C'est pourquoi toutes les réponses capitalistes au défi climatique font appel à des technologies d'apprentis sorciers, dont le nucléaire est le fleuron. Le scénario énergétique «bluemap» de l'Agence Internationale de l'Energie est révélateur à cet égard: il propose de multiplier le parc nucléaire par trois d'ici 2050, ce qui impliquerait de construire chaque semaine une centrale d'un Gigawatt. C'est de la folie pure et simple.

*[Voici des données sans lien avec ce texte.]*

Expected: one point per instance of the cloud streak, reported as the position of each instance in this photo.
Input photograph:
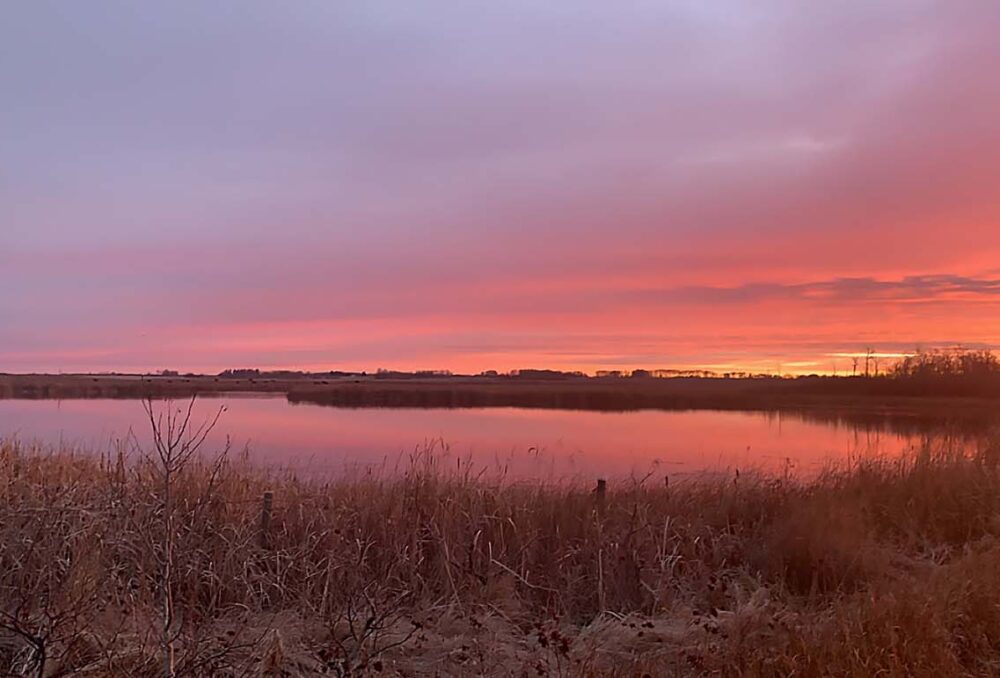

Une alternative à ce système infernal est plus urgente que jamais. Elle passe par la réduction radicale du temps de travail sans perte de salaire, avec embauche proportionnelle et baisse des cadences de travail: pour produire moins, il faut travailler moins, et le faire en redistribuant les richesses. Elle passe aussi par la propriété collective des secteurs de l'énergie et de la finance, car les renouvelables sont plus chers que les autres sources, et le resteront pendant une vingtaine d'années, au moins. Elle passe enfin par une planification à tous les niveaux, du local au global, afin de concilier le droit du Sud au développement et la sauvegarde des équilibres écologiques. En fin de compte, elle implique le projet écosocialiste d'une société produisant pour la satisfaction des besoins humains réels, démocratiquement déterminés, dans le respect des rythmes et des fonctionnements des écosystèmes.
Faute d'une telle alternative, la croissance capitaliste provoquera toujours plus de catastrophes, sans satisfaire pour autant les besoins sociaux. Telle est, en dernière instance, la terrible leçon de Fukushima.